Die Kommunen setzen die Gesetze um, die auf Bundes- und Landesebene verabschiedet werden. Der Hebesatz wird am Ende der Berechnung genutzt, um die bisherige Summe bei geänderten Grundstücksbewertungen zu erhalten. Der Bund hat ein Modell zur Grundstücksbewertung vorgegeben, erlaubt jedoch Abweichungen, die von Bundesländern, wie Sachsen, genutzt werden. Die Thüringer Landesregierung plant, vom Änderungsrecht der Länder Gebrauch zu machen, obwohl der genaue Zeitpunkt noch unklar ist.
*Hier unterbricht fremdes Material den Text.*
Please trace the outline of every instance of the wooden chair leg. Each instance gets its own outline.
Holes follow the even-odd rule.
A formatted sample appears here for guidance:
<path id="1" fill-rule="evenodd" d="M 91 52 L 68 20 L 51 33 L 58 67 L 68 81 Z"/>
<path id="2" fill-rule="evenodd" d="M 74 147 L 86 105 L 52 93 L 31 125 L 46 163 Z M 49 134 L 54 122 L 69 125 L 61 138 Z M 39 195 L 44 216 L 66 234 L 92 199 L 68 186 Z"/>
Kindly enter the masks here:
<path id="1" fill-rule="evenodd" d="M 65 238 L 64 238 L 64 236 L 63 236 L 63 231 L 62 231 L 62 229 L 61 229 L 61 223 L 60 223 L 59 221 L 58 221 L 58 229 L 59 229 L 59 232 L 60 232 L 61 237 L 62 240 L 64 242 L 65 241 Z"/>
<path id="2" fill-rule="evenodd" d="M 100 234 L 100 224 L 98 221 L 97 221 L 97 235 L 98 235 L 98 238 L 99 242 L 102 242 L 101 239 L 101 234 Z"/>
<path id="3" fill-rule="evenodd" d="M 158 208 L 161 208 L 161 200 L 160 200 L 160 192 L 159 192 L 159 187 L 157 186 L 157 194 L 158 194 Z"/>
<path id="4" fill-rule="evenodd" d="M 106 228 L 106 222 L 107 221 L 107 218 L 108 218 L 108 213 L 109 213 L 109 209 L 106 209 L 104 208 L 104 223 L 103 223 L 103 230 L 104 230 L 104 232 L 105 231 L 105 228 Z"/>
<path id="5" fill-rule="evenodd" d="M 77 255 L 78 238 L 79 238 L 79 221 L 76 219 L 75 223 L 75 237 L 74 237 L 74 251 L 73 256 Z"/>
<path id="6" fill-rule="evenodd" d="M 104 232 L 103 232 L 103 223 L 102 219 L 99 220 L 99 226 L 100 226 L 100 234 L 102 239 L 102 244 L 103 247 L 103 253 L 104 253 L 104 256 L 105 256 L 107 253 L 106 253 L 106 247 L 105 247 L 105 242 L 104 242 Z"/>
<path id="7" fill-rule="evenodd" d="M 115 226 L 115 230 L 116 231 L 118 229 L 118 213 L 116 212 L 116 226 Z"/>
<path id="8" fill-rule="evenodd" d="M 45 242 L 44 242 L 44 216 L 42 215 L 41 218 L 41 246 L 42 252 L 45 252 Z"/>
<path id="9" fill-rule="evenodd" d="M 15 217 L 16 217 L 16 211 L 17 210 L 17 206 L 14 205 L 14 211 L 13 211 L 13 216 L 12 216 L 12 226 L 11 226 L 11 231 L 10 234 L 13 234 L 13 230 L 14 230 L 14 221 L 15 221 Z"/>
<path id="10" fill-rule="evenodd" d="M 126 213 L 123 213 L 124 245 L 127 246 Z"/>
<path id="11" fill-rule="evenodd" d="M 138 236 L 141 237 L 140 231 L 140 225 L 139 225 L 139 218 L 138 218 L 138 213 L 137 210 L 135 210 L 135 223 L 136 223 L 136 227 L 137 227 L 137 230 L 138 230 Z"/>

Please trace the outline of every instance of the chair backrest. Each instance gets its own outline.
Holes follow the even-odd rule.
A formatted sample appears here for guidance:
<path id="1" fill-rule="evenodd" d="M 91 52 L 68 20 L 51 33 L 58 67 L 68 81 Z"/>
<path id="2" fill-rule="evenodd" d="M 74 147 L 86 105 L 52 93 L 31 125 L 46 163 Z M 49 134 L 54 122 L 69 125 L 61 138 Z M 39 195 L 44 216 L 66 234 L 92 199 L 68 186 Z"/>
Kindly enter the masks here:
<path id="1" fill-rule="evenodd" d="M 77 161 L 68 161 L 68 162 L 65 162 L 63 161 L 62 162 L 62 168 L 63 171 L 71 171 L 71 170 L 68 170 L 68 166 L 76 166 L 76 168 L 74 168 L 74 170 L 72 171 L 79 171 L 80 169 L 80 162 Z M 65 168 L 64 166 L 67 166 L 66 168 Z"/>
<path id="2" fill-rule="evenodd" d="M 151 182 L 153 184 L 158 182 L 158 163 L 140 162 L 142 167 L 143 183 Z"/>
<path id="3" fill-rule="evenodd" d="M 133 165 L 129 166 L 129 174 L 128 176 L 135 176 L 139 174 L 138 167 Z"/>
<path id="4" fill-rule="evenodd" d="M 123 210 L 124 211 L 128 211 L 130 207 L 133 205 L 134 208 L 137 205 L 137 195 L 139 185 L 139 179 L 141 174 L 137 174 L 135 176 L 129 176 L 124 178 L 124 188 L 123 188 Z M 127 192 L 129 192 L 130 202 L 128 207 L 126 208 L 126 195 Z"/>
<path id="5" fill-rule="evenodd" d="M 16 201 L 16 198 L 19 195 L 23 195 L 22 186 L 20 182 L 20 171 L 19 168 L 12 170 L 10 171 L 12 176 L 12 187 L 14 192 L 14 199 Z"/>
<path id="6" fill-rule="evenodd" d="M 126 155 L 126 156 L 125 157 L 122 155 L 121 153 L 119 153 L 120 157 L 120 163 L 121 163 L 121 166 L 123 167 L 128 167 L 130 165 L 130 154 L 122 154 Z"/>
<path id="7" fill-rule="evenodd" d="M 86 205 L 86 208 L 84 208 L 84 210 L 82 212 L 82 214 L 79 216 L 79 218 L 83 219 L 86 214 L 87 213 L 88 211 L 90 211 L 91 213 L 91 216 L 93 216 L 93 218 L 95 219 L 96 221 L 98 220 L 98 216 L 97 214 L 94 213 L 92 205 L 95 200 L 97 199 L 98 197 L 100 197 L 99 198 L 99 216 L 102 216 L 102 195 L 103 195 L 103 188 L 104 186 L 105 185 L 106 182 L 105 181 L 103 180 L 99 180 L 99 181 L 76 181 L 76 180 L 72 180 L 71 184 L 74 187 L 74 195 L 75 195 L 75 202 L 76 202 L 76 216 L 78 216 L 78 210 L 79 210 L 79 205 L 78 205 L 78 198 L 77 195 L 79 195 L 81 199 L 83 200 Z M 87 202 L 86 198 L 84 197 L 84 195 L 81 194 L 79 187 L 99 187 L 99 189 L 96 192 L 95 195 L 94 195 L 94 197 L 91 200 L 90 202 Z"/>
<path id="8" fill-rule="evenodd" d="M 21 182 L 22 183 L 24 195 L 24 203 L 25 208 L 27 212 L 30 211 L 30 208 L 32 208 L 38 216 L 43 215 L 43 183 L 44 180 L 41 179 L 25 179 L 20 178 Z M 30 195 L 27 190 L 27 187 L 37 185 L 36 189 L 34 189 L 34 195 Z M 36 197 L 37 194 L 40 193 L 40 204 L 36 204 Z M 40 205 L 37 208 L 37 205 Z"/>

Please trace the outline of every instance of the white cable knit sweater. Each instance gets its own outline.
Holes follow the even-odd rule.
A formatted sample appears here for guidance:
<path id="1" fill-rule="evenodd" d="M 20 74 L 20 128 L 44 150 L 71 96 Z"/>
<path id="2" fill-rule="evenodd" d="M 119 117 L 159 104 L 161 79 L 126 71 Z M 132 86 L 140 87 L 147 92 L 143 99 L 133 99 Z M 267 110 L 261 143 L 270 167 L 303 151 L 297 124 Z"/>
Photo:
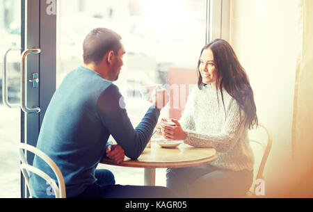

Informierte Bürger und Anpassungen
Das Thüringer Finanzministerium informiert über ein 100-Tage-Programm zur schnellen Umsetzung der geplanten Vorhaben. Der Erfurter Dezernent sowie der Bürgermeister von Eisenach betonen, dass eine Änderung der Hebesätze nicht automatisch eine Veränderung der Steuerlast zur Folge hat. Für die grundsteuerpflichtigen Bürger besteht die Möglichkeit, bestehende Daueraufträge auszusetzen, da die Steuer erst mit dem neuen Bescheid fällig wird.
Die Reform der Grundsteuer 2025 wird von steigenden Kosten für Immobilienbesitzer geprägt. Viele Eigentümer müssen sich auf höhere Abgaben einstellen, während die Reform und die neuen Hebesätze möglicherweise zu höheren Einnahmen für die Kommunen führen könnten. Es gibt jedoch auch Möglichkeiten, den Steuerwert zu reduzieren, wie Deutsche Wirtschafts Nachrichten berichteten.